C<-s soffset> allows you to set the number of bytes skipped at the
start of the audio stream to be C<soffset>. If C<soffset> is less than the
default (1031), silently uses the default.

C<-t toffset> allows you to set the number of bytes skipped at the
start of the compressed stream to be C<toffset>. If C<toffset> is less than the
default (1031), silently uses the default.

C<-v 1> sets verbose operation.

=head1 RETURN VALUE

Not used.

=head1 ERRORS

Has a few error messages/states:

=over 4

=item * Invalid CD track -- track number specified must be between 1 and 99.

=item * Input not a file -- message is not a readable file.

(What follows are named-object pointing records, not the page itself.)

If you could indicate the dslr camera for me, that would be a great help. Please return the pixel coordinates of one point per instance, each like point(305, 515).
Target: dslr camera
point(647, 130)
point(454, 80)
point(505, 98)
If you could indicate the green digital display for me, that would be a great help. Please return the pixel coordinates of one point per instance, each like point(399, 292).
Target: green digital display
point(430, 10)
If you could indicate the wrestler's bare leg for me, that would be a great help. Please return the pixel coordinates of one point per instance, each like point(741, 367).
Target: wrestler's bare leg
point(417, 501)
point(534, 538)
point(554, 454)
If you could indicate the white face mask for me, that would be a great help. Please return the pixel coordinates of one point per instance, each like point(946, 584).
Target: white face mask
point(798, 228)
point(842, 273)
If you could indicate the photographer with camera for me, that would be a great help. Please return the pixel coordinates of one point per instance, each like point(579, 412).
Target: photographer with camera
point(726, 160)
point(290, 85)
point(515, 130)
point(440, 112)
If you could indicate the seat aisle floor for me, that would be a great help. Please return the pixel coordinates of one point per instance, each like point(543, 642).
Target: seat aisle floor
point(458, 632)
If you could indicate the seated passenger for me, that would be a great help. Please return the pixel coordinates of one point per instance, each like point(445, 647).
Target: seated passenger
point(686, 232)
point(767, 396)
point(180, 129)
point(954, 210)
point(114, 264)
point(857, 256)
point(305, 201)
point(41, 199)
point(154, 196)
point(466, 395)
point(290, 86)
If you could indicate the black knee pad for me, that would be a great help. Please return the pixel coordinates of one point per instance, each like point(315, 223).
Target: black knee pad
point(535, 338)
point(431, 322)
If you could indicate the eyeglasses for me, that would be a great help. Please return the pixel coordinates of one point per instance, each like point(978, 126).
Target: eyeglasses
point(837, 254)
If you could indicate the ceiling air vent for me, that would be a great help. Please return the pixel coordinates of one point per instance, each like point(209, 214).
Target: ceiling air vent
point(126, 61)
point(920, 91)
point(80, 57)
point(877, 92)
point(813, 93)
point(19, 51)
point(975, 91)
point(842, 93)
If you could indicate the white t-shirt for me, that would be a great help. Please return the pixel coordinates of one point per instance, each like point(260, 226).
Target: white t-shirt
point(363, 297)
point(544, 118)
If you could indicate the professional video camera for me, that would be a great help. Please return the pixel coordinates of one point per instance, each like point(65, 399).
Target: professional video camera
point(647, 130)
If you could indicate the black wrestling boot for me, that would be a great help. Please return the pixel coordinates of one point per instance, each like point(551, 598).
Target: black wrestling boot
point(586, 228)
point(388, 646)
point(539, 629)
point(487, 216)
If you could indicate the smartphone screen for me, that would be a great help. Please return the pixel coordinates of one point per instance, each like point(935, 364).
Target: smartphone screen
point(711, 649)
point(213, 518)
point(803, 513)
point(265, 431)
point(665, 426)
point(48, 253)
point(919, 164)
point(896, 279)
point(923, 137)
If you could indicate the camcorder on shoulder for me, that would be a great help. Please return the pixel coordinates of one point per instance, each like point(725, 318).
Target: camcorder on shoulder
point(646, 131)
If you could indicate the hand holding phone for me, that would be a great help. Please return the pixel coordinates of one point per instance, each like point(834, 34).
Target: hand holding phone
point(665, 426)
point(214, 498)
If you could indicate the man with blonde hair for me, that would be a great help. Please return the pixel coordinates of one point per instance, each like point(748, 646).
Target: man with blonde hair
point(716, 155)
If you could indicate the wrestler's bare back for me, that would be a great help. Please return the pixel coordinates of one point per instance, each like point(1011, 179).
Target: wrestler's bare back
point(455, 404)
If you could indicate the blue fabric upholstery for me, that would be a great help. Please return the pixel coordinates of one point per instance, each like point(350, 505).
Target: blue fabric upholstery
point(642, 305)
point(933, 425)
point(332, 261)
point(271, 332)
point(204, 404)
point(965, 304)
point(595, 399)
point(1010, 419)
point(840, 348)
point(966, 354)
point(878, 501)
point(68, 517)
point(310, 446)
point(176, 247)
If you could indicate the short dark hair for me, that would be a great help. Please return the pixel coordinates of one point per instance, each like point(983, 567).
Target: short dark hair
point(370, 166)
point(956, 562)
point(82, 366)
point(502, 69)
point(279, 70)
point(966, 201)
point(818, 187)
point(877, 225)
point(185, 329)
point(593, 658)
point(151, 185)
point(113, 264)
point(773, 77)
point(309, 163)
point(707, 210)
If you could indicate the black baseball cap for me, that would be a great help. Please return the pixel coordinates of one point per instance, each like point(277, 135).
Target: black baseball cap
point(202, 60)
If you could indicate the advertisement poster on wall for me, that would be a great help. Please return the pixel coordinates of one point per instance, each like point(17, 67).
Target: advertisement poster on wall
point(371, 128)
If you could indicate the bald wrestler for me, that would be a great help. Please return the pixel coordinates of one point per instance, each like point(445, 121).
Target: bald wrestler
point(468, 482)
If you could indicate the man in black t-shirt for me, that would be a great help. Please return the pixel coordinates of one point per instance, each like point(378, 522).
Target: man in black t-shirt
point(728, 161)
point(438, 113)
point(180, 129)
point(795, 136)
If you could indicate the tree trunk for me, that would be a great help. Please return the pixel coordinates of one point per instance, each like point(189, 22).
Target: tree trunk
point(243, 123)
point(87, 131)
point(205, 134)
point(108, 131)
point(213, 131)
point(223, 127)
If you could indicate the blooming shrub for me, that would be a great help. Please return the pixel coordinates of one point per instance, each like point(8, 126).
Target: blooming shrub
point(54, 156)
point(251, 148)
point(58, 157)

=item * Can't output encrypted data to tty -- as the encrypted message
is pseudo-random binary data, it makes no sense to output it to the
terminal.

=item * Couldn't read I<N> bytes for I<file> -- the message, though
readable, failed to read its own length.

=item * Couldn't read I<N> bytes for key -- enough bytes were not
readable from the CD-DA stream. Check your track number, and that the
offset is not too high.

=item * Can't make key chain -- the CD-DA reading process failed on
opening, somehow.

=back

=head1 EXAMPLES

	cdencrypt 1 file.txt > hehheh

would encrypt file.txt against audio CD track 1, outputting to file hehheh

	cdencrypt -s 98765 7 file.txt > hehheh

would encrypt file.txt against audio CD track 7, skipping 98765 bytes
from the start of the audio track before forming the key, and then
outputting to file hehheh

To decrypt, run the same command over the encrypted text with the same
CD in the drive:

	cdencrypt -s 98765 7 hehheh > hehheh.plain

The above examples would have the default C<toffset> value of 1031.

=head1 ENVIRONMENT

This perl script should not be affected by environment, but the
programs called by it may be.

=head1 FILES

No intermediate files created.

=head1 SEE ALSO

tail, cdparanoia, bzip2, perl

=head1 NOTES

Defaults to offsets of 1031 for no particular reason other than it's
a prime number bigger than what a typical file header might be.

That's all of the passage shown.